Document Type

Note

Publication Title

Georgetown Journal of Law & Modern Critical Race Perspectives

Publication Date

2017

Volume

9

First Page

123

Abstract

(Excerpt)

I would not wish my law school experience on my worst enemy. Georgetown University Law Center (GULC), my social-justice focused law school, has largely ignored the recent racially-motivated, legally-upheld killings of people of color and their effects on marginalized communities. As an African-American law student from a welfare-reliant household, GULC's silence has been especially painful because it suggests that my law school does not care about events that impact my community.

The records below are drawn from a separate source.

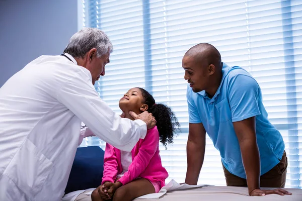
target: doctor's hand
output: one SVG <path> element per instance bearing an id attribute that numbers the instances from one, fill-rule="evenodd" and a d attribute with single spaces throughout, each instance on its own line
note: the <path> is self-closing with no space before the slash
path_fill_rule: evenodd
<path id="1" fill-rule="evenodd" d="M 285 194 L 291 195 L 291 193 L 282 188 L 277 188 L 272 190 L 261 190 L 256 188 L 250 192 L 251 196 L 264 196 L 269 194 L 278 194 L 280 195 Z"/>
<path id="2" fill-rule="evenodd" d="M 156 125 L 156 120 L 154 117 L 152 116 L 152 113 L 149 113 L 145 111 L 137 115 L 134 112 L 129 111 L 129 114 L 135 120 L 139 119 L 144 122 L 147 125 L 147 129 L 152 129 Z"/>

At each critical point of my first year in law school, GULC remained silent to the nationally recognized, racially-motived, and repeated police killings of unarmed African-American men. On July 14, 2014, New York police officers killed Eric Garner. My law school was silent. As I shopped for dorm room supplies on August 9, 2014, Darren Wilson, a Ferguson police officer, killed Michael Brown Jr. My law school remained silent. Toward the end of the fall semester, my Constitutional Law professor inappropriately laughed when a student said, "American slavery was not a big deal." A few days later, a grand jury failed to indict Darren Wilson for Michael Brown Jr.'s murder. My law school remained silent. As I studied for finals, an Ohio police officer killed Tamir Rice. My law school remained silent. As I completed a twenty-four-hour Contracts exam, protesters chanted, "No justice! No peace! No racist police!" outside my dorm room window. My law school remained silent.